Cos’è il diritto all’oblio?

Il diritto all’oblio è il diritto di un individuo a non rimanere esposto indefinitamente a informazioni sul proprio conto che, pur essendo state in passato di pubblico interesse, oggi risultano superate e non più attuali. In altre parole, è il diritto personale a “non essere più ricordato dalla collettività per fatti legittimamente oggetto di cronaca in un periodo ormai passato”. Si tratta di una forma di tutela dell’identità personale e della reputazione, strettamente collegata al diritto alla riservatezza e alla protezione dei dati personali. Proprio quest’ultima trova riconoscimento a livello europeo nell’art. 8 della Carta dei Diritti Fondamentali UE e, in Italia, negli artt. 2 e 21 della Costituzione (tutela dei diritti inviolabili e libertà di espressione).

In origine il diritto all’oblio è nato per via giurisprudenziale, cioè attraverso le sentenze dei giudici, ed è stato per lungo tempo privo di una disciplina positiva.
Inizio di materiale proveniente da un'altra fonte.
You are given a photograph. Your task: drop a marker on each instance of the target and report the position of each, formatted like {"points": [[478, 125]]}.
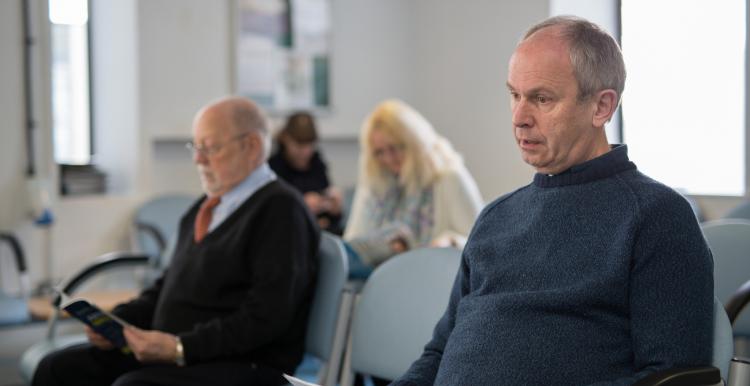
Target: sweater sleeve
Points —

Oggi però è espresso nella normativa privacy europea: l’art. 17 del Regolamento UE n. 2016/679 (GDPR, General Data Protection Regulation) prevede il “diritto alla cancellazione” dei dati personali, definito proprio come “diritto all’oblio”. Il GDPR, applicabile dal 2018 e recepito in Italia con il D.lgs. 101/2018, elenca specifici presupposti in presenza dei quali una persona può chiedere ai titolari del trattamento la cancellazione dei dati che la riguardano “senza ingiustificato ritardo”. Tra questi presupposti rientrano ad esempio:

i dati personali non sono più necessari rispetto alle finalità per le quali erano stati raccolti;

l’interessato revoca il consenso al trattamento (e non sussiste altro fondamento giuridico per continuarlo);

i dati sono stati trattati illecitamente;

oppure va adempiuto un obbligo di cancellazione previsto dalla legge.

Viceversa, lo stesso art. 17 GDPR specifica anche limiti e eccezioni al diritto all’oblio: la cancellazione non va eseguita quando il trattamento dei dati rimane necessario, ad esempio, per l’esercizio della libertà di informazione, per motivi di interesse pubblico (sanità, ricerca storica o statistica) o per l’accertamento di un diritto in sede giudiziaria.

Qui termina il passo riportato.